What I eventually found was that the signal from P23 of the module in 3L34, wasn’t making it to pin 15! There was a via rivet that wasn’t making its connection to the other side of the board. I re-soldered all the vias on that module, and now we were only requesting memory when someone wanted it!

Now that we can request memory and have a reasonable chance of it responding correctly, it is on to testing memory. I loaded up my CP based test, and it ran… for a while. Then it quit, with  a very strange error. The test uses a single bit, and its complement to check the existence of every location of memory. It will read a location, and compare it with what should be there, and put the difference in a second register. Normally I would expect a single bit error, or maybe 12 bits if a module failed that way. The result looked like 59 bad bits, or the error being exactly the same as what it read. Usually this is because the CPU that is running the test is miss-executing the compare instruction.

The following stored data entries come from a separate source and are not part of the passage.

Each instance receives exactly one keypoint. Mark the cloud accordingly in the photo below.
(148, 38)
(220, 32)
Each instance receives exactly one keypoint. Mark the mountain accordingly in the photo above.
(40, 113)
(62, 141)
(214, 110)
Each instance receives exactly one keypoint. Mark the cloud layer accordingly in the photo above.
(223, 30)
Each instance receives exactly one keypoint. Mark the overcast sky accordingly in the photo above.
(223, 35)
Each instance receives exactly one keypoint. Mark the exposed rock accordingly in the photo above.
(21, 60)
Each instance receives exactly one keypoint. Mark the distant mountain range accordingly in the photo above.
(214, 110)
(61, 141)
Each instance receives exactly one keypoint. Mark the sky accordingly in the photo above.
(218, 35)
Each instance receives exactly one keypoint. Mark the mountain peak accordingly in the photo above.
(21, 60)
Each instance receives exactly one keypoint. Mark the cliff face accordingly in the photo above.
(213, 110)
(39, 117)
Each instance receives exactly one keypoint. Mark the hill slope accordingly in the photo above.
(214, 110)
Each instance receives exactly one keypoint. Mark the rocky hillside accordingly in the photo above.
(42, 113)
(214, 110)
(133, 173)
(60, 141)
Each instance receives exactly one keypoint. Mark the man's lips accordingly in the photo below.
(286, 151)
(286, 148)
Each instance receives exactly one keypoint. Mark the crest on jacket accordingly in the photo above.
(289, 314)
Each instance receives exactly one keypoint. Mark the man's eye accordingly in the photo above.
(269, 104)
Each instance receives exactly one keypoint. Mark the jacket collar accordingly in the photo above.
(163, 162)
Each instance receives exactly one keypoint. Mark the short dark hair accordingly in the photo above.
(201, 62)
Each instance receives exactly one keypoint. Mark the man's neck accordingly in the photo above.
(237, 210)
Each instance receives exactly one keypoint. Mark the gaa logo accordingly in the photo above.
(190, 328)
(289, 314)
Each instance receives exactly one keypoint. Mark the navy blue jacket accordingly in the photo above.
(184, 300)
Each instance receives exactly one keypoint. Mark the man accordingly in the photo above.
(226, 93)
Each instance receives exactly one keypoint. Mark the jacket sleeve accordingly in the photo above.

While I was thinking about that, I ran Exchange Jump Test to see what that said. A PP can cause a CP to swap all its registers, including the Program Counter with the contents of some memory that the PP points to. This is called an Exchange Jump. The whole process happens in about 2.6uS as it requests 16 banks of memory in a sequence. This works the memory pretty hard. Exchange Jump Test (EJT) would fail after a while, and as I looked at the results, I noticed that it was usually failing a certain bit in bank 7. I checked, and noticed it was an original memory module, so I looked at my bench and found I didn’t have any new ones assembled, so I had to put the sides on a couple of finished PCB assemblies, and test them. I then swapped out the old memory in bank 7 with a new semiconductor memory, and EJT passed!

I then checked to see if my CP based memory test worked, and it did too. We are back in Business after over 5 months. I am keeping my fingers crossed in the hope that the chiller stays alive for a while.